Die Darstellung göttlicher Präsenz in der Trostgeste wird hier durch die angedeuteten Stigmata
an den Händen der Muslima deutlich und sind gleichzeitig die größte Provokation, denn in ihr
liegt wohl eine Überlagerung von muslimischer Religion und Christi Ich-bin-Wort von Weg,
Wahrheit und Leben, welches wohl nach weiter Ansicht den Glauben an Jesus Christus als
„Teil“ des dreieinigen Gottes bedingungslos einfordern. Die damit aufgeworfene Frage: „Kann
Jesus Christus und damit Gott selbst in einer muslimischen Mutter nicht bloß sinnbildhaft,
sondern realpräsent sein?“ bleibt in dem Bild offen, schwebt über der gesamten Deutung und
soll an dieser Stelle auch keine Antwort finden. Diese Frage allein beinhaltet jedoch m.
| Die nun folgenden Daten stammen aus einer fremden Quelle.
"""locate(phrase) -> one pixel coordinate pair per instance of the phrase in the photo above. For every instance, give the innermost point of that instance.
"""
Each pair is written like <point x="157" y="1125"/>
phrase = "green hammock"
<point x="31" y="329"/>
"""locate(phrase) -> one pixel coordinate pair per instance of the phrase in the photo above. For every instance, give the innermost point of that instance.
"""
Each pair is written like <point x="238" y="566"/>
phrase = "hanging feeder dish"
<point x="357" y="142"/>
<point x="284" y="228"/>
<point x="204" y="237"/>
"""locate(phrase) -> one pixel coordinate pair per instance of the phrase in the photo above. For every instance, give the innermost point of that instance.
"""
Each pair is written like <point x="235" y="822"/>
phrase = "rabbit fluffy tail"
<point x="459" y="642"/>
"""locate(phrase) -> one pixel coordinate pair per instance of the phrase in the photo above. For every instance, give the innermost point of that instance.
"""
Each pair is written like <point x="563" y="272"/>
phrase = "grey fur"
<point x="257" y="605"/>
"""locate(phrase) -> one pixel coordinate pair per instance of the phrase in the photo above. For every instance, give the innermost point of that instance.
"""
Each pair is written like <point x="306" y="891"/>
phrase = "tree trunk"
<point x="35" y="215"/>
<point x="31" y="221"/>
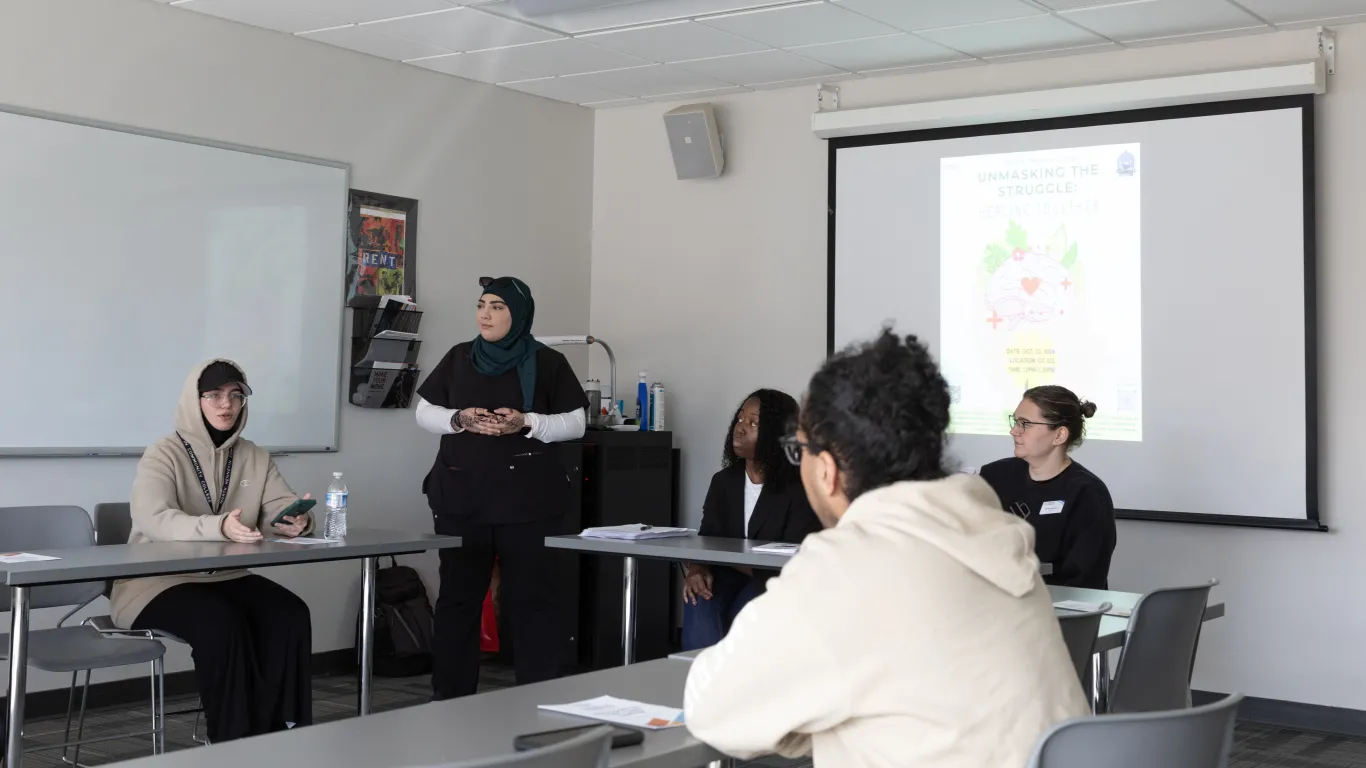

E. die
erwünschte göttliche Mächtigkeit des Bildes.
In Bezug auf die Frage nach der Allerlösung sei ein Spruch meines alten Religionslehrers
rezitiert: „Ein Narr, der sie predigt! Ein Esel, der nicht daran glaubt!“ Denn: Absolute
Bedingungslosigkeit und damit die in der Freiheit eines Christenmenschen angesprochene
größte Wirkung an überfließender Liebe kann die göttliche Liebe nur entfalten, wenn sie auf
den plakativen Vorwurf: „Du kannst ja machen was du willst, Gott vergibt dir nach deinem
Glauben ja eh alles!“ antwortet mit: „Ja!“2
Der Austausch der Worte „will“ durch „werde“ ist im Grunde ein Versehen. Im Nachhinein
empfinde ich aber, dass diese Wortwahl den Zuspruch der Losung unterstreicht. Die Trennung
der Textteile begründet sich darin, dass ich den ersten Teil dem noch distanzierten rein
göttlichen Zuspruch zuschreibe, wohingegen der zweite anthropomorphe Teil die weltliche
Gestalt des Trostes anzeigt und sich damit voll in die abgebildete Szene der Muslima eingeben
sollte.
B. Skopus
Lasst uns gespannt und aufmerksam sein, wie Gottes ganz persönlicher und realer Trost uns
erreichen wird.
2
Dieser letzte Abschnitt dient im Wesentlichen nicht der Interpretation des Bildes, stellt aber meinen
persönlichen Hintergrund dar, vor dem das Bild nun mal gemalt wurde.